Kant dit ensuite qu'il est impossible de faire la preuve ontologique (ou transcendantale), car l'existence de Dieu, par cette preuve, est conditionnée par sa propre définition. L'existence de Dieu est donc, par ce biais, indécidable (le terme est de moi, et est « moderne »).

 

Preuve cosmologique

 

En ce qui concerne la preuve cosmologique, on pourrait la faire de façon générique (le terme est de moi) : au lieu de partir de toute existence possible, on dit : « étant donné que quelque chose peut exister, alors il existe un être absolument nécessaire ».
Or ce subterfuge (que j'ai appelé la façon générique), revient sans le dire à faire la preuve ontologique. Donc par ce biais aussi, l'existence de Dieu est indécidable.

 

Vanité des raisonnements hors de l'expérience possible

L'emploi du terme « vanité » dans ce contexte est de moi.
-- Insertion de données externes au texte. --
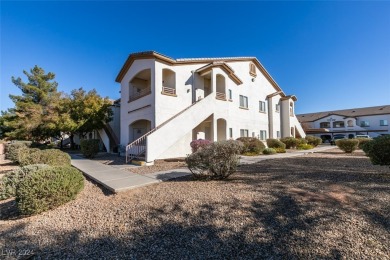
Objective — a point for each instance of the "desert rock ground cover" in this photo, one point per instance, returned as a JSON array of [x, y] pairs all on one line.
[[322, 205]]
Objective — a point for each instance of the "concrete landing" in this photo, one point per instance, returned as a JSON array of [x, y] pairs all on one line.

Les raisonnements tentés au-delà du champ de l'expérience possible seraient trompeurs et sans fondement.

Les idées transcendantales « ne produisent » [donc] « qu'une simple et inévitable apparence, » [dont on peut à peine écarter l'illusion] « au moyen de la plus pénétrante critique » (les termes entre crochets sont des parties reformulées par moi, les termes entre guillemets sont des citations textuelles de Kant).

Les idées transcendantales servent tout de même à régenter la raison. On ne peut trouver dans la nature d'eau vraiment pure, et donc ce concept (transcendantal) ne fait pas partie du champ de l'expérience possible. Cependant nous avons besoin de ce concept pour raisonner, en l’occurrence pour bâtir des théories scientifiques (toute la phrase est de moi, j'ai reformulé le texte de Kant).
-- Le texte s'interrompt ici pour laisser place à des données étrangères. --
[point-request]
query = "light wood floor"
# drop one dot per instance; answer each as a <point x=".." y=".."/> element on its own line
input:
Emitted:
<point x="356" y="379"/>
Kant dit, plus loin, que, plutôt que du recours aux idées transcendantales, c'est de son excès qu'il faut se méfier.

 

L'économie des principes

Kant rappelle ce principe qui est fondamental dans la démarche scientifique. Le plus grand nombre de choses possible doit être démontré à partir des principes, qui eux sont posés arbitrairement, et doivent être en plus faible nombre possible.
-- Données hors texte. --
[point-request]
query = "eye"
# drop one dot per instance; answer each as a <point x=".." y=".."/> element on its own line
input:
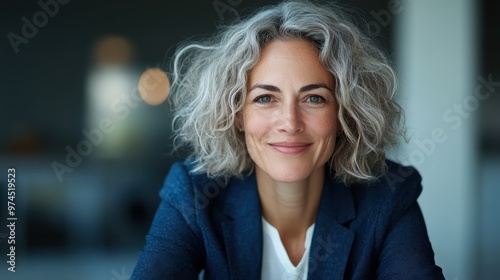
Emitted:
<point x="316" y="99"/>
<point x="263" y="99"/>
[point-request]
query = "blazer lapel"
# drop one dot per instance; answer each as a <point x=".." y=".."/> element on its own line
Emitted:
<point x="331" y="243"/>
<point x="242" y="231"/>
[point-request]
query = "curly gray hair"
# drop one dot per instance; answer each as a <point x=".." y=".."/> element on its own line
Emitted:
<point x="209" y="88"/>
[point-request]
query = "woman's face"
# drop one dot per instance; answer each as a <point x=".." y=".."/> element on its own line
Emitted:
<point x="290" y="113"/>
Or Kant pense que cette loi régit non seulement le raisonnement humain (scientifique), mais que c'est aussi une loi de la nature : « l'économie des principes n'est pas seulement un principe d'économie de la raison, mais encore une loi interne de la nature ». Ce en quoi je pense qu'il s'avance beaucoup. Or ceci est dit en fin de paragraphe, comme une chose établie, pour appuyer d'autres idées.

Kant dit pratiquement [que la complexité de la nature la rendrait inaccessible à l'entendement et donc qu'elle est forcément simple car elle doit être accessible à l'entendement] (je reformule).

 

Nécessité de la contrainte légale

Citation textuelle :
« Les disputes interminables d'une raison simplement dogmatique nous obligent elles-mêmes à chercher enfin le repos dans une critique de cette raison même et dans une législation qui s'y fonde.

Ainsi que HOBBES l'affirme, l'état de nature est un état d'injustice et de violence, et l'on doit nécessairement le quitter pour se soumettre à une contrainte légale, qui ne limite notre liberté que pour la rendre compatible avec la liberté d'autrui et, par là même, avec le bien public. »

 

Existence de Dieu

Kant revient là dessus, en défendant, cette fois, la thèse déiste. Il ne faudrait pas rechercher une preuve in concreto de Dieu, car Il n'est pas « de cette nature ». Il ne faudrait pas non plus rechercher une preuve « en essence » (l'expression est de moi, je ne me souviens plus de l'expression de Kant, peut-être « une preuve transcendantale »), car Dieu n'est pas « de cette nature ». Dieu, [s'il existe,] est en dehors du monde (de l'univers) puisqu'il en est le créateur.

Et Kant s'arrête là. Ne pouvant trouver de ces deux sortes de preuve, il en déduit qu'on ne peut en trouver d'autre sorte.

Il aborde la question de Dieu de façon scientifique, tout en disant qu'il ne faudrait pas procéder de cette façon, et donc, invalidant son raisonnement, il en déduit… que Dieu existe.

 

Ce que j'en pense

Moi j'irais plus loin : Dieu n'existe ni in concreto, ni « en essence », mais in spiritu (sanctu). Foi d’athée. Kant ne parle jamais du spirituel.

Dieu est une question de foi, de conviction personnelle, fondamentalement subjective, et ne doit pas être envisagé avec une méthode scientifique. Donc je suis d'accord avec Kant sur ce point, mais j'arrive à la conclusion inverse.

Je dirais que :
« si tu veux que Dieu existe, en Lui tu croiras » , c'est tout.